The remaining rays, like the stingray, comprise the suborder Myliobatoidei and consist of the butterfly rays, (Gymnuridae),  stingarees (Urolophidae), Manta or devil rays  (Mobulidae) and cow nose rays (Rhinopteridae).

The common characteristic of the rays of all these families is their long, slender whip-shaped tail, which usually has a spiked spine connected to a poisonous gland.

This spine is capable of causing serious wounds and is a dangerous weapon when the tails are tied. Almost all these rays are inhabitants of warm seas, with the exception of some species of rays that live in the rivers of South America.

The Marine Rays’ Evolution

Their fossil record dates back to the early Jurassic 150 million years ago. All major taxa are known for the Upper Cretaceous until the Paleocene. Most of the first fossils come from North Africa and southern Europe, areas that at the end of the Mesozoic and the early Cenozoic formed part of the Thetis Sea, (a shallow tropical sea that separates the continents from the north and south during this period)
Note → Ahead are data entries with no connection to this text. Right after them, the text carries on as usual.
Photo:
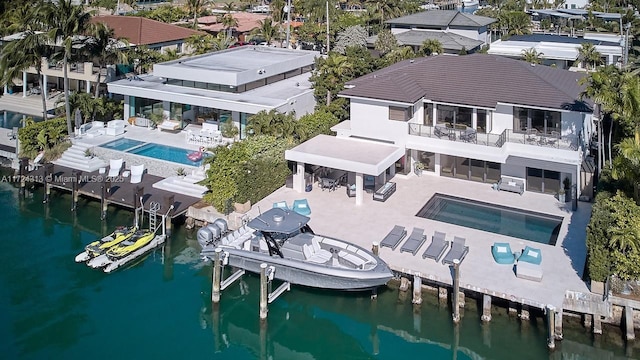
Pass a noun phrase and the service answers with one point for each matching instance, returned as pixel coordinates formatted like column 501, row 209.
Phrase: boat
column 100, row 246
column 283, row 239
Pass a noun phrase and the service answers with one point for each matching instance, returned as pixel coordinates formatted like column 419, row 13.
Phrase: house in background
column 557, row 50
column 228, row 85
column 456, row 31
column 480, row 118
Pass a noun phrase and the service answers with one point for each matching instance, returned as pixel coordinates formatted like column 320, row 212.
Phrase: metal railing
column 494, row 140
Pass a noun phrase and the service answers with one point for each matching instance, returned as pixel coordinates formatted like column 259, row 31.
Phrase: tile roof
column 442, row 18
column 142, row 31
column 474, row 80
column 450, row 41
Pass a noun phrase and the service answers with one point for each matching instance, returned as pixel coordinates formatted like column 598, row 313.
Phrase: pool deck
column 336, row 215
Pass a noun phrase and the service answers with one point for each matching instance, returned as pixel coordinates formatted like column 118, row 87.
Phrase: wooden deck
column 121, row 189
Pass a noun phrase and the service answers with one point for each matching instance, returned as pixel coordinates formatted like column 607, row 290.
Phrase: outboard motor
column 222, row 225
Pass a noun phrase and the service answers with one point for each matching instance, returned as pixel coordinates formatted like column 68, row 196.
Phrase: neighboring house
column 455, row 30
column 246, row 23
column 560, row 51
column 232, row 84
column 477, row 117
column 153, row 34
column 83, row 75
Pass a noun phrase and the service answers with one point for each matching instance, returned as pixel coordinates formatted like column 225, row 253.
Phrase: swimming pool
column 122, row 144
column 497, row 219
column 152, row 150
column 11, row 119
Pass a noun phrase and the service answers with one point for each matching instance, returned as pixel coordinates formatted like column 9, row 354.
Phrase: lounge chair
column 414, row 242
column 438, row 246
column 136, row 173
column 301, row 207
column 114, row 167
column 281, row 205
column 394, row 237
column 531, row 255
column 502, row 253
column 458, row 251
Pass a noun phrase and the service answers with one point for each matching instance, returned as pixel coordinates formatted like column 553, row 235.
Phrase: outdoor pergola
column 362, row 157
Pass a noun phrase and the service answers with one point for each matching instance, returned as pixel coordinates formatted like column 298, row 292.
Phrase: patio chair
column 114, row 167
column 458, row 251
column 438, row 246
column 394, row 237
column 502, row 253
column 301, row 207
column 414, row 242
column 281, row 205
column 531, row 255
column 136, row 173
Although the fossil record covers more than 150 million years, the record is very incomplete, due to the shortage of parts of hard bodies of marine rays. Unlike bony fish, sea rays lack large external and internal bony structures that are easily fossilized. In many cases, fossils are represented only by enlarged teeth or scales.

The teeth and scales serve to identify fossils as marine rays, but provide little information about body structure or phylogenetic relationships. Recent molecular data provide support for the traditional relationship of marine rays as a sibling group of sharks. If molecular data are correct, they suggest that sharks and rays shared a common ancestor.